Shetland Arts asks for bids to run cafe

Shetland Arts is inviting private businesses to bid to run its cafe at the Bonhoga Gallery as the council steps up its attempt to reduce the £430,000 public subsidy dished out to various other catering outlets in the isles.

The Mill Café, which opens six days a week throughout the year, has a gross turnover of more than £60,000 but has required a subsidy from Shetland Arts of around £6,000 in the last year and the organisation is advertising in The Shetland Times for any interested parties to come forward.

Director Gwilym Gibbons said his organisation had been consider­ing the move for some time and tenders were being invited to test the market because it is not Shetland Arts’ purpose to run cafes, but he was clear that if there was insuf­ficient private interest then its impor­tance in drawing visitors out to the gallery in Weisdale meant they would have to continue running it themselves.

The Mill Cafe has built up a good reputation in recent years but current chef James Martin – its only full-time employee – has recently deci­ded to move on to the Peerie Shop in Lerwick, which Mr Gibbons said made it a good time to consider a new model: “We’ve always had an intention to work with partners in catering services, offering it out to anybody that wants to come forward with regards to running a catering service.”

Shetland Arts’ decision comes after the development committee agreed on Thursday to undertake fur­ther investigation into how to reduce the drain on the public purse from other subsidised cafes.

Along with Bonhoga, those which formed the basis of a review by the economic development unit on behalf of the council and charit­able trust were the Horizons Cafe at Clickimin (which is set to close next month after its losses worsened in recent months), the same leisure centre’s Loch Bar, Islesburgh’s Blue Rock Cafe, Da Haaf Restaurant at NAFC Marine Centre and some of COPE Ltd’s catering.

Those establishments were given a combined subsidy of £429,400 in 2008/9 out of an overall turnover of £1.3 million, the overwhelming expense being £861,400 on the 49.5 full time equivalent staff members.

It was agreed at Thursday morn­ing’s meeting for head of economic development Neil Grant and his team to approach the organisations operating the cafes to discuss pos­sible options, including franchising out services and reducing or even removing the subsidies altogether.

Councillor Allison Duncan said he was “astounded” by the overheads being incurred by the cafes, a situa­tion which “cannot continue – the sooner this goes to be put out to the private sector the better”.

He asked for a detailed financial breakdown on each of the outlets but, even though they are all run by publicly-funded bodies, Mr Grant claimed it was not possible to reveal fuller information because “we have to be careful what we say” in relation to the various businesses.

SIC convener Sandy Cluness said it was important not to “leap at deciding franchising is the best case in every option” without getting more detailed knowledge of each individual case.
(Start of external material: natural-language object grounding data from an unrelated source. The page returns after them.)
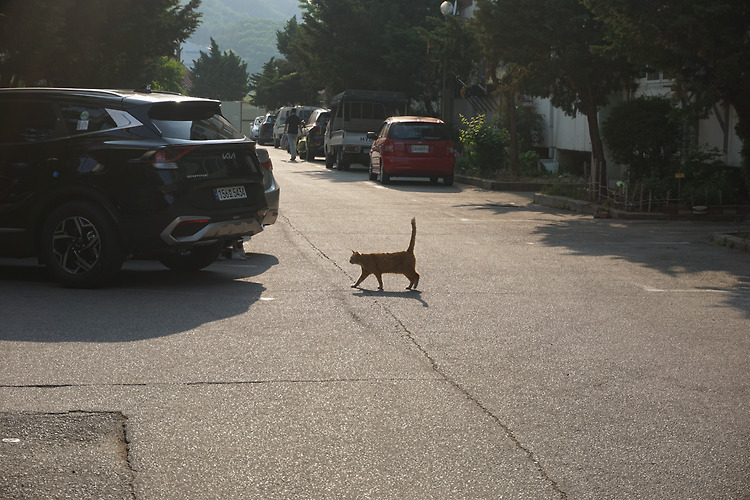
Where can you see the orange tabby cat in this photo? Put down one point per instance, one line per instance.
(389, 262)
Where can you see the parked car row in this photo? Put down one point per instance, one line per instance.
(402, 146)
(90, 178)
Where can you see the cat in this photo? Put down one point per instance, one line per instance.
(389, 262)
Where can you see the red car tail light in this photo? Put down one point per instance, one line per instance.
(393, 147)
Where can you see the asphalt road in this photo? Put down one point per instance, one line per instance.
(546, 355)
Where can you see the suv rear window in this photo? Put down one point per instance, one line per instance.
(418, 131)
(24, 121)
(82, 119)
(192, 121)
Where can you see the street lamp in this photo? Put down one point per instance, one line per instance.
(447, 8)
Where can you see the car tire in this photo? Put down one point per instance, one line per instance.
(81, 246)
(341, 163)
(384, 178)
(193, 259)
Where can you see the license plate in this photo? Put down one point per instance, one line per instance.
(230, 193)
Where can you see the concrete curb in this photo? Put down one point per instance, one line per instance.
(730, 240)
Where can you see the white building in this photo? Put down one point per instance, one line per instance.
(567, 138)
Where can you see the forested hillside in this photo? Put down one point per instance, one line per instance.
(247, 27)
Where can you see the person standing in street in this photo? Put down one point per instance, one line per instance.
(291, 129)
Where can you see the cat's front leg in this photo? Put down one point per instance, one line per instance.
(361, 279)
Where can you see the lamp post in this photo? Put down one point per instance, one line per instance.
(446, 8)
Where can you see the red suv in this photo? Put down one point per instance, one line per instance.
(412, 146)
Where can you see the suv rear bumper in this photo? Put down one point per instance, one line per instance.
(192, 229)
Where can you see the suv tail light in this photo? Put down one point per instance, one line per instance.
(166, 159)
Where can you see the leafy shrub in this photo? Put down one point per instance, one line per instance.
(483, 144)
(644, 135)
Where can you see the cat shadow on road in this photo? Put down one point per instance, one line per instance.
(404, 294)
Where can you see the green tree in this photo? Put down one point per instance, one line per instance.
(279, 85)
(220, 75)
(366, 44)
(169, 76)
(94, 43)
(703, 45)
(552, 41)
(645, 135)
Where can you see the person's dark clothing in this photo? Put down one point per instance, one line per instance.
(292, 124)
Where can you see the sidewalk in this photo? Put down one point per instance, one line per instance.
(735, 240)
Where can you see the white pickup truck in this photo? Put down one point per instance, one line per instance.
(353, 114)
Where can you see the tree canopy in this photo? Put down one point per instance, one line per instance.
(366, 44)
(704, 46)
(220, 75)
(551, 41)
(93, 43)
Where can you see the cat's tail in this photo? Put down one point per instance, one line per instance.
(413, 235)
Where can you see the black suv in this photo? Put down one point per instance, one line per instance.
(89, 178)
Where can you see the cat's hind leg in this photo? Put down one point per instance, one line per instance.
(413, 281)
His motion was accepted without opposition, but all councillors seemed to agree with Caroline Miller that “there must be a move towards a reduction of public subsidy”.

Former Islesburgh Trust trustee Gussie Angus agreed that “one size fits all” would not be a proper res­ponse. He recalled how the two cafes at Islesburgh had long been losing “vast” sums of money and said the review was long overdue because of the unfair competition it created with private catering. “We’ve made a big mistake,” he said. “We have to think very care­fully about whether subsidising public lunches is the best use of our diminishing resources.”

Concern was expressed, most forcefully by Lerwick South member Cecil Smith, about the prospect of the Horizons Cafe at Clickimin shut­ting its doors.

That decision was taken by Shetland Recreational Trust because of increasing pressure on its budget and in the realisation that it is unlikely to get further public subsidy to keep the operation going. “It’ll be a big disaster if we have to see that place closing,” he said. “We have to find a way forward.”